1) SOM Toolbox for Matlab. SOM Toolbox is a function package for Matlab 5 implementing the self-organizing map (SOM) algorithm and more. It can be used to train SOM with different network topologies and learning parameters, compute different error, quality and measures for the SOM, visualize SOM using U-matrices, component planes, cluster colour coding and colour linking between the SOM and other visualization methods, and do correlation and cluster analysis with SOM (SOM

Toolbox Homepage. Retrieved 27 April 2011 from

http://www.cis.hut.fi/projects/somtoolbox/). In Publication II, SOM Toolbox was used in processing data and clustering. Clustering is defined as the process of classifying a large group of data items into smaller groups that share the same or similar properties (Suh 2012, p. 280).

(2) Viscovery SOMine 5.2. “Viscovery SOMine is a desktop application for explorative data mining, visual cluster analysis, statistical profiling, segmentation and classification based on self-organizing maps and classical statistics in an intuitive workflow environment.” (Viscovery 2013) In Publications I, III, IV, and V, Viscovery SOMine was used to processing data, clustering and identifying correlations.

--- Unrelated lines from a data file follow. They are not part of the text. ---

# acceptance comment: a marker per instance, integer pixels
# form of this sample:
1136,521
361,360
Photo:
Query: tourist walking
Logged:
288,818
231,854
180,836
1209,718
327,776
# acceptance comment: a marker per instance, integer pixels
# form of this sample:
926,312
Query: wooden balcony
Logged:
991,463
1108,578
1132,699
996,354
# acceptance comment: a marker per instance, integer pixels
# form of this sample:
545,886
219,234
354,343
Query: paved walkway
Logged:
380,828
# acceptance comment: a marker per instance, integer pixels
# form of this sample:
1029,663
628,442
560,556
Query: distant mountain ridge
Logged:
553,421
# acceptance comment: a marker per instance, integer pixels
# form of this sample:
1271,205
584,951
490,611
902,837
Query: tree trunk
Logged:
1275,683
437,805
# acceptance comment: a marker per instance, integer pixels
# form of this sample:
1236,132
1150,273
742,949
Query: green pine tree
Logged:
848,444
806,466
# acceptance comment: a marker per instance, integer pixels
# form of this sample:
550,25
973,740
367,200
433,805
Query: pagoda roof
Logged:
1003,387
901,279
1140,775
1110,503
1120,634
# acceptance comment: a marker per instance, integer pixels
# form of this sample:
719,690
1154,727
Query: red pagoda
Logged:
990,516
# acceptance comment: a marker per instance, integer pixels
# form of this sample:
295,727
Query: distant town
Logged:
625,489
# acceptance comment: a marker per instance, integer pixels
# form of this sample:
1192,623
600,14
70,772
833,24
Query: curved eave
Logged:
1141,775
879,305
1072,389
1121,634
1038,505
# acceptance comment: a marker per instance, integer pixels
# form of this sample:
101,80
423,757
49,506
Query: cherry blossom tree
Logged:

Figure 1 is a map generated by Viscovery SOMine from Publication V, consisting of 7 clusters formed by 181 countries. Clusters 1-7 covered 23, 26, 33, 24, 30, 15, and 30 countries separately.

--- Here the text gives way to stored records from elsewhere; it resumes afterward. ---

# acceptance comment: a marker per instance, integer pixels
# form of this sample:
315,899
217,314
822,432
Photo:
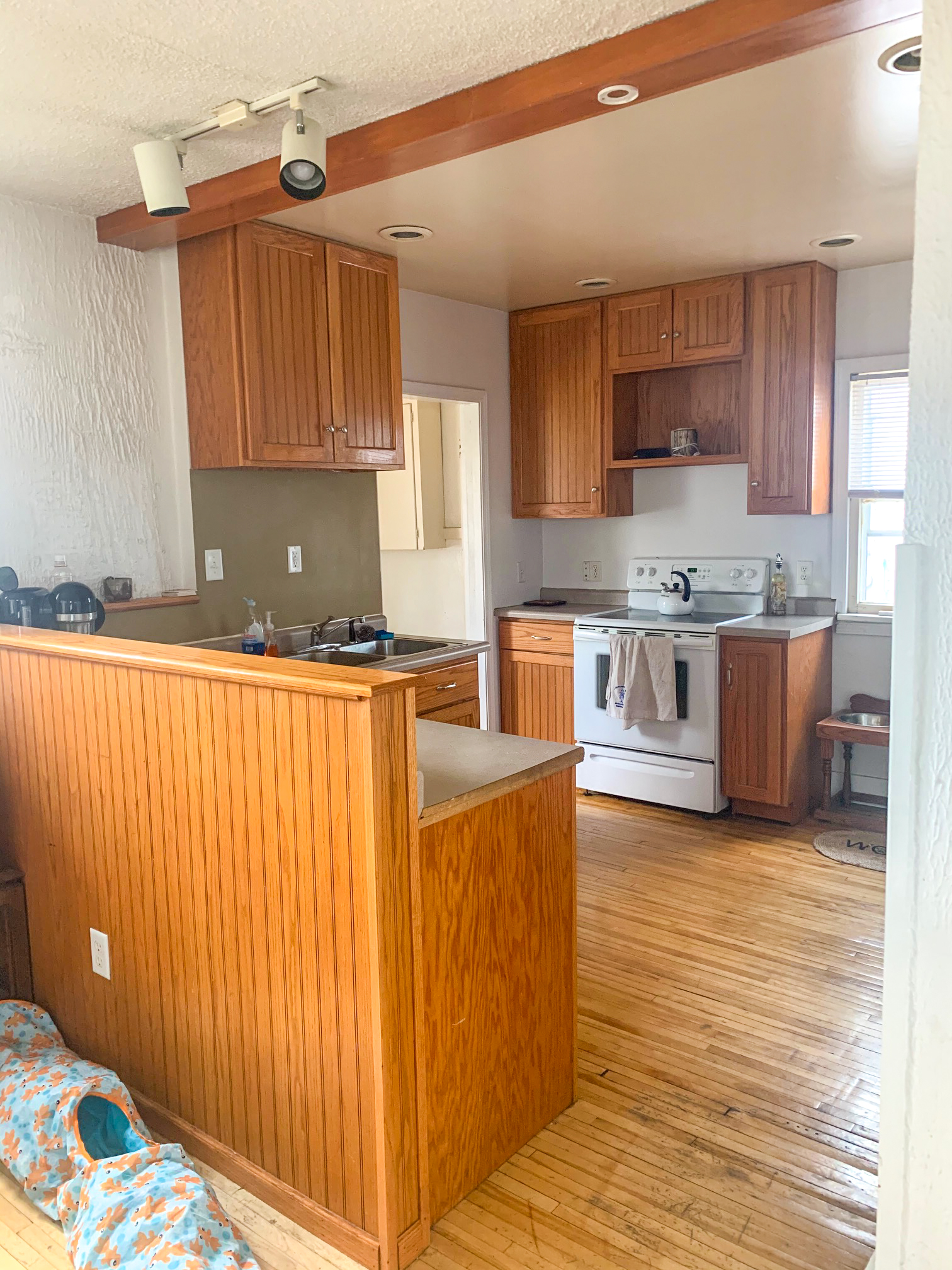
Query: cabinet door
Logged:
791,389
639,331
537,695
557,411
365,358
465,714
708,319
753,719
282,300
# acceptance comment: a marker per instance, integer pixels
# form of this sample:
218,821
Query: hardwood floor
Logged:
729,1033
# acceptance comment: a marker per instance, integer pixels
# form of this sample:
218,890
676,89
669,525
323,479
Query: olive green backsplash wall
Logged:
254,516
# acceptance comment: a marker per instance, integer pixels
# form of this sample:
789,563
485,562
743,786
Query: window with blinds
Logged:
879,423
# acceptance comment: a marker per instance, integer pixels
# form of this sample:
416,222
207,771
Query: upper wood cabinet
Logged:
794,318
292,351
365,357
557,412
639,331
694,322
283,318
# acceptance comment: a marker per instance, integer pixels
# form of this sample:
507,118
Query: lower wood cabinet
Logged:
451,694
536,680
773,694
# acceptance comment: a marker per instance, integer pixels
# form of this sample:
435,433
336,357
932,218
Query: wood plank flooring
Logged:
729,993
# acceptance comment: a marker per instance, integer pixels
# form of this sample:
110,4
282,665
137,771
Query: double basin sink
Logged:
375,652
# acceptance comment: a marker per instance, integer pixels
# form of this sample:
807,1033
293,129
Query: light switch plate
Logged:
99,947
213,568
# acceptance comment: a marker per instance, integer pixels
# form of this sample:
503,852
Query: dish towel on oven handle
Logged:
642,680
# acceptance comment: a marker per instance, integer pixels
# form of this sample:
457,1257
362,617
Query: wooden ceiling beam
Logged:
693,47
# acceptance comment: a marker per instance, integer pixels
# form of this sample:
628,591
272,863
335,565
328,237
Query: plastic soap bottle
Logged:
777,604
271,644
253,639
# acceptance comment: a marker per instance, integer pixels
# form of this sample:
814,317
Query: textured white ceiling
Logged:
737,174
81,83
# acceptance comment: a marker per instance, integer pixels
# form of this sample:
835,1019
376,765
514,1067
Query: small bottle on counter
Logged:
271,644
777,601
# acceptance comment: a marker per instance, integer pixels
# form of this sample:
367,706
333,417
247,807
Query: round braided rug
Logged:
853,847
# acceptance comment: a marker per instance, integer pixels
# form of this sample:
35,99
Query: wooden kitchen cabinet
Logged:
292,351
773,694
537,694
794,318
694,322
558,427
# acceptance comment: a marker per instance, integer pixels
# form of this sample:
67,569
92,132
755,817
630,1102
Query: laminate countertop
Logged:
463,766
778,627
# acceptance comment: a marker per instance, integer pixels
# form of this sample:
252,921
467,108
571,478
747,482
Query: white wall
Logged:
92,467
917,1109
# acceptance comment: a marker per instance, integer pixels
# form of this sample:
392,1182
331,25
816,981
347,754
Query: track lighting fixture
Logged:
303,155
161,176
303,147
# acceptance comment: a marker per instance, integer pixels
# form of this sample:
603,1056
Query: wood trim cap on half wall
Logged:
692,47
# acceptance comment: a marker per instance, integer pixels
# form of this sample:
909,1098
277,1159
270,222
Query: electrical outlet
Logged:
213,568
99,946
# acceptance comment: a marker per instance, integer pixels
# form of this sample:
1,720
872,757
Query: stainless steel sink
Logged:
370,653
862,719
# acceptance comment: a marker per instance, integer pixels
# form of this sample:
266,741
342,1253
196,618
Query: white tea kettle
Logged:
674,602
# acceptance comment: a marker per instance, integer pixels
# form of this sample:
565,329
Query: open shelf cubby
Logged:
649,406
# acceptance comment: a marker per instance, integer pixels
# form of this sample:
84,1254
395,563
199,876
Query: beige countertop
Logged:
463,766
778,627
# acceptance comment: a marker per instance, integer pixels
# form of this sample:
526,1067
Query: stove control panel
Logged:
725,575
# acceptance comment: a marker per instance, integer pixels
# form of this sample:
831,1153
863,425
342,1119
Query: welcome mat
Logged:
853,847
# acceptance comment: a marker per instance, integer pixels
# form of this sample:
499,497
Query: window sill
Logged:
864,624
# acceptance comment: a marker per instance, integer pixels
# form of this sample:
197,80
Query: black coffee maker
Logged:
23,606
69,607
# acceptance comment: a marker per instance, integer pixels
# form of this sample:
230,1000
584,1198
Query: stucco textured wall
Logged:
914,1230
77,411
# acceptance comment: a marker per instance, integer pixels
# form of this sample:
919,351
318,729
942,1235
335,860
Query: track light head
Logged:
161,176
303,156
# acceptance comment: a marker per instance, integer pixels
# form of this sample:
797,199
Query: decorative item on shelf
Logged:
684,443
117,591
777,602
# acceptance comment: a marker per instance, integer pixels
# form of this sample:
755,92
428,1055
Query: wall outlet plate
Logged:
99,947
213,568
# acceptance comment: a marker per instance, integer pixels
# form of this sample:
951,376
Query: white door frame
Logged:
480,562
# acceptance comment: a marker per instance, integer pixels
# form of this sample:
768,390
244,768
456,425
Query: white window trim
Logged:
842,529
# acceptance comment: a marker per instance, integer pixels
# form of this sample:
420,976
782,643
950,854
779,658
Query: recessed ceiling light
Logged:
836,241
905,57
405,232
618,94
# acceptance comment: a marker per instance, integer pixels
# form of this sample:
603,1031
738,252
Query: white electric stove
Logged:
676,764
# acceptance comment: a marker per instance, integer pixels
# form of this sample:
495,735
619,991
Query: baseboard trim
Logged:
312,1217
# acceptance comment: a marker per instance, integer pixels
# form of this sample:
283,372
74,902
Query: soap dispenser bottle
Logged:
253,639
777,602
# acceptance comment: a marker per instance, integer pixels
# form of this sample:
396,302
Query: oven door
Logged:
692,736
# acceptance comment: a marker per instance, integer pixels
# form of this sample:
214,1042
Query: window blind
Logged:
879,423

C 7 C 2 labels from Table 1 of Publication V.)

Because the unsupervised clustering map and feature maps were generated based on 62 attributes, description of these clusters became more complicated. Particularly, when special information about one attribute is needed, countries and territories in these seven clusters may be better regarded as components in fewer numbers of super-clusters. For example, according to the feature map of homicide rate (Figure 2), these seven clusters can be seen as components in three super-clusters:

The first one consists of C3 (34 countries) and C5 (30 countries). They have higher level of homicide rate.

The second one consists of C1 (23 countries) and C4 (24 countries). They have medium level of homicide rate.

The third one consists of C2 (26 countries), C6 (14 countries) and C7 (30 countries). They have lower level of homicide rate.

Certainly, according to other attributes, there were more possibilities to form different super-clusters, which would find their use in different research interests.

On the other hand, where necessary, within the frameworks of each of these seven clusters, several sub-clusters could also be identified. For a random example, in cluster 5, five countries, Dominican Republic (DO), Sri Lanka (LK), Morocco (MA), Panama (PA), Paraguay (PY), and El Salvador (SV) form a sub-cluster. It implied that they have closer common properties than those members in the same cluster. Because they were closely grouped with each other, their clustering would not differ in feature maps of different attributes.

FIGURE 2 Feature map of homicide rate

While most countries were assembled in large or small groups, a few countries were isolated. They stayed separately far away from other countries, such as Bangladesh (BD), Bolivia (BO), and Indonesia (ID). Although they have much in common with other countries in the same clusters, the map can still be used in a way of establishing the elaboration of diversity.